Two defining features of the MDS are its scalability and modularity. It leverages cloud-based services, distributed storage, and processing systems, allowing organizations to scale their data infrastructure more efficiently and cost-effectively. This approach also supports integration of point solutions for data ingestion, storage, processing, analysis, and visualization, making it adaptable to changing needs.

Modern business intelligence (MBI), built on top of the MDS, focuses on providing faster, more flexible, and scalable analytics solutions. Instead of using manual ETL processes for data integration, modern BI platforms employ automated data pipelines and ELT processes, speeding up data processing and transformation. Moreover, modern BI tools enable self-service analytics. Business users can analyze data without relying on data experts.

For example, a retail company might use the MDS to collect data from various sources like online sales, customer feedback, and social media interactions.

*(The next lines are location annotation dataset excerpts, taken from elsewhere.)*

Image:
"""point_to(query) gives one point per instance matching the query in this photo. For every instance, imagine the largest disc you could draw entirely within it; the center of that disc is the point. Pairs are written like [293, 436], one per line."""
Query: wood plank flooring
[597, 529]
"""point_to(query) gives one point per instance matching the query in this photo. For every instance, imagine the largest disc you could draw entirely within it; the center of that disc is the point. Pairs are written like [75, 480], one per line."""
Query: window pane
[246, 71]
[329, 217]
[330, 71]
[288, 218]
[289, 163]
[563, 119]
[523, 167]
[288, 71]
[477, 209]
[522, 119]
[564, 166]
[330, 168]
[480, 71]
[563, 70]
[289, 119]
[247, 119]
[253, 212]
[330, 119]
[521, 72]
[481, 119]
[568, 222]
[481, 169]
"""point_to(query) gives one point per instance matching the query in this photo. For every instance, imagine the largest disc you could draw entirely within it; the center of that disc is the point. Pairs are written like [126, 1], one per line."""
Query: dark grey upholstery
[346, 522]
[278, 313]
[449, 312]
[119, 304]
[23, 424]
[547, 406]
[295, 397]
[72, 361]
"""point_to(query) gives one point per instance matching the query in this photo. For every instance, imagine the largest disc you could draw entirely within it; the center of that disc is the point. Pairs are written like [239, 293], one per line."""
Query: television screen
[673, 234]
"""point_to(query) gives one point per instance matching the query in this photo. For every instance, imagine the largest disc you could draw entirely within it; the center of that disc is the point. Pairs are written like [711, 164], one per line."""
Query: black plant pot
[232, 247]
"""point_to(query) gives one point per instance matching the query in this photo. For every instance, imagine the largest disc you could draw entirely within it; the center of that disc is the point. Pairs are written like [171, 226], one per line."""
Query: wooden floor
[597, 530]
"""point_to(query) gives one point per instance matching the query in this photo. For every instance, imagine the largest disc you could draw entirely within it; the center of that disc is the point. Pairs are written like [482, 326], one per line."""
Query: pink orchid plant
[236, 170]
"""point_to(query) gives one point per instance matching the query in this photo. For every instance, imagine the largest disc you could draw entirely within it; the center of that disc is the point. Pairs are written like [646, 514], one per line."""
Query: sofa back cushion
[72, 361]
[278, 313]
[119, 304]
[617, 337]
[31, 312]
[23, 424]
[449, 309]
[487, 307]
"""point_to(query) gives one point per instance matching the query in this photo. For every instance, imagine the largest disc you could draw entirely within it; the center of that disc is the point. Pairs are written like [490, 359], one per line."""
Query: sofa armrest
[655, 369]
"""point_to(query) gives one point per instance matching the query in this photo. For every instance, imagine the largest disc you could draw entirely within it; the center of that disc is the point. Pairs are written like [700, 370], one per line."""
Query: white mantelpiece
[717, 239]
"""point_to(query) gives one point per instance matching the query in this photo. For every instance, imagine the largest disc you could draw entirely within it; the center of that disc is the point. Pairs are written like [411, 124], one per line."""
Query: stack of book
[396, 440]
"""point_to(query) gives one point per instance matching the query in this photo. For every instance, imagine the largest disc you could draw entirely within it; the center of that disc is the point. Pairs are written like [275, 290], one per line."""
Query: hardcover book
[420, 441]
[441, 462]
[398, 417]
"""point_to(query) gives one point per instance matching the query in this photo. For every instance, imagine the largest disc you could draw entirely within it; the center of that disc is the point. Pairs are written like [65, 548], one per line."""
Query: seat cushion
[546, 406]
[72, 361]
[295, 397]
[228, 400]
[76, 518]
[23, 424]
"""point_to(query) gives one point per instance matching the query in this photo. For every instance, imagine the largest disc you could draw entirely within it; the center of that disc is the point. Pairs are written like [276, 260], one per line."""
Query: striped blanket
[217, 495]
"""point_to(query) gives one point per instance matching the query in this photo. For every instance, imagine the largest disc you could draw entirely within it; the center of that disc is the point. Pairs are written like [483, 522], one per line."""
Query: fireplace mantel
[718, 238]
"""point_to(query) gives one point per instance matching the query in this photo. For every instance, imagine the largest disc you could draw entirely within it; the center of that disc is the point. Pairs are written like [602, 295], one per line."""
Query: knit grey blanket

They could use a cloud-based data warehouse like Snowflake to store and manage this data, and then employ data processing tools like Apache Spark or dbt for cleaning and transforming it. Finally, the company can leverage modern BI platforms like Tableau or Looker to analyze the data and generate actionable insights to optimize marketing campaigns and drive sales growth.

MBI comprises several components of the MDS architecture: data discovery, data modeling, metrics layer, end-user facing dashboard, and analytics.

  1. Data discovery: This process involves identifying, collecting, and integrating various data sources relevant to the business. The objective is to obtain a comprehensive understanding of the data landscape while pinpointing gaps or inconsistencies.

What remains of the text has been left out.